Vehicle residency policy options and implementing paid parking by 2025 were the two most debated topics that did not become priorities going forward. The paid parking aspect would continue to be worked on but the completion date would be pushed, likely beyond the current council’s term, and there was not a particular next step named for vehicle residency.

“When everything is a priority then nothing is a priority. So, it is incredibly important that we focus our work and understand the trade-offs that are happening,” said Mayor Armand Hurford. “There are trade-offs that impact people in every piece of our work.”

Vehicle residency

Council heard from a couple of people about vehicle residency before the priority presentation,  as council opted to hear from them as part of unscheduled public attendance. 

Later, Coun. Lauren Greenlaw brought forth a motion to consider removing prohibitive vehicle residency language from the camping bylaw at a committee of the whole meeting, but the motion did not pass as she was the only vote in favour. 

Council was disrupted several times during the discussion by members of the public in the gallery during the discussion. Although what was said by the audience members was unclear, several on council asked for comments to be held while they deliberated.

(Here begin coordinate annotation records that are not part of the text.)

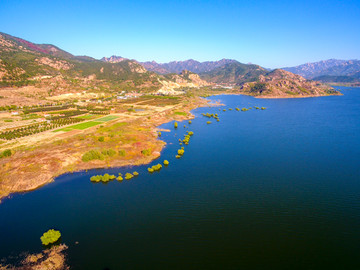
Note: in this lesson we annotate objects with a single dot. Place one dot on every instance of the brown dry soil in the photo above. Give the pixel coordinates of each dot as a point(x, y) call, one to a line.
point(49, 259)
point(38, 159)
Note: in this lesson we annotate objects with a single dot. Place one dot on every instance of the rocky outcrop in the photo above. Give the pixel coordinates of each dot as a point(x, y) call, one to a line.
point(113, 59)
point(283, 84)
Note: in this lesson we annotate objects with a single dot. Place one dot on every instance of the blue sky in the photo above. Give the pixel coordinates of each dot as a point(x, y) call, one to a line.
point(269, 33)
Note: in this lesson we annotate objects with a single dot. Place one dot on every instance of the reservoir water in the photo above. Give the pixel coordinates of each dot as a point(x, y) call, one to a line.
point(262, 189)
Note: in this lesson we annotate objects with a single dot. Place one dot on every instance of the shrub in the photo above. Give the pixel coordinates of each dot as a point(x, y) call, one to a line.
point(146, 152)
point(122, 152)
point(92, 155)
point(6, 153)
point(50, 237)
point(128, 176)
point(108, 152)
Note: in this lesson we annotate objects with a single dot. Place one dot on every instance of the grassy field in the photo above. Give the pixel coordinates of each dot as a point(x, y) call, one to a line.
point(86, 125)
point(107, 118)
point(87, 116)
point(80, 126)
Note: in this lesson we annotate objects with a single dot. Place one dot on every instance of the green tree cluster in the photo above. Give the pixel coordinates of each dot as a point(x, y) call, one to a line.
point(50, 237)
point(6, 153)
point(102, 178)
point(154, 168)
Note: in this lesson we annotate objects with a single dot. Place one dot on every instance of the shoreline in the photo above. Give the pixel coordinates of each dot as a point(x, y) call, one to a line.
point(45, 177)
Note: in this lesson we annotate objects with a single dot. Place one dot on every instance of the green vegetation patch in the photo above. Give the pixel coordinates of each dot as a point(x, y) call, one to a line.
point(107, 118)
point(81, 126)
point(50, 237)
point(180, 113)
point(87, 116)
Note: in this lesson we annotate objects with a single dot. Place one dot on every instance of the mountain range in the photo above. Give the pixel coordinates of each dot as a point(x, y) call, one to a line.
point(330, 71)
point(45, 65)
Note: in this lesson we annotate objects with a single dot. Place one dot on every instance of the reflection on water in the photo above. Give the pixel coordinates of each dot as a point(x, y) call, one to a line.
point(272, 189)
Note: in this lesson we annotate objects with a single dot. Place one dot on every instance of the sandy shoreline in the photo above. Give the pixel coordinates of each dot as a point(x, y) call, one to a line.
point(30, 180)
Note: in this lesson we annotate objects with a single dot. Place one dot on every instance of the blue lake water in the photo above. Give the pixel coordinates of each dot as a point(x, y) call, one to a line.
point(271, 189)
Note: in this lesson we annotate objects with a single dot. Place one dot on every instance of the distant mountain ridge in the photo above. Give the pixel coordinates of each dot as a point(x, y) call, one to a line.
point(113, 59)
point(280, 83)
point(331, 70)
point(234, 73)
point(175, 66)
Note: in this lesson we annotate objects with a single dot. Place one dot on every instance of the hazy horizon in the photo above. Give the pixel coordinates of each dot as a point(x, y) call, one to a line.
point(271, 35)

“We have not seen a decrease in vehicle residents, which is to say the bylaw has not deterred sleeping in vehicles. Instead, it has served to make sleeping in vehicles less safe and less comfortable for those who are choosing this lifestyle and perhaps worse for those who are living in vehicles out of necessity,” Greenlaw said.

Greenlaw said broadening the definition of housing, plus increasing trash cans and toilets will better serve the community in the long run. 

On the other hand, Coun. Jenna Stoner said simply changing the bylaw wouldn’t address the overarching challenges, as the bylaw was originally implemented to address problematic behaviour. 

Coun. Andrew Hamilton echoed Stoner in his comments.

“The challenge I see here is that a viable, durable and fair solution is enormous,” he said. “I want to find a durable solution, but I don't see us having the capacity to find that solution in the short-term.”

Greenlaw countered Stoner and Hamilton saying that the dilemma is that neither short- or long-term solutions are ideal, so the issue doesn’t get resolved.

“The long-term solution is too expensive and the short-term solution is not perfect. So it just gets kicked down the road and never actually addressed,” she said.

Despite the motion failing, Greenlaw said she wanted to collaborate with council members on solutions.

Traffic calming before paid parking

Council also discussed the trade-off between focusing on implementing paid parking versus traffic calming.

Glenday informed council members that essentially they were choosing which to attempt to complete before the end of their term.

After a lengthy discussion—with some councillors initially voting in favour of a motion prioritizing paid parking that failed—council unanimously opted for traffic calming.

“It’s incredibly challenging for me to prioritize a halfway measure of paid parking over the pieces that are life safety. And when I reflect on other ways we’ve prioritized things, to me, life safety comes first,” said Hurford.

Coun. John French called the choice between the two a “total gametime decision,” but ultimately landed on speed reduction and traffic calming.

“When I think about speed limits … it takes me immediately to the young school kids who live in my complex and walk along Government Road to Mamquam Elementary School,” he said. “There’s a significant stretch of road where those students are walking and vehicles are travelling at well over 50 kilometres an hour. I want to protect those kids.”

Until April 8, residents can submit online feedback, or in person at The 55 Activity Centre, directly to the District about areas to improve road safety.

Along with these endorsed priorities, council also updated an objective of the strategic plan to include language around developing and implementing a memorandum of understanding between the Squamish Nation and the District. This particular piece is an objective that came about after the District and the Nation signed the Wa Iyı́̓m ta Sḵwx̱wú7mesh (Squamish Strong) Protocol Agreement in July 2023. 

Council also OK’d considering trade-offs for future new initiatives rather than simply adding them to the plate.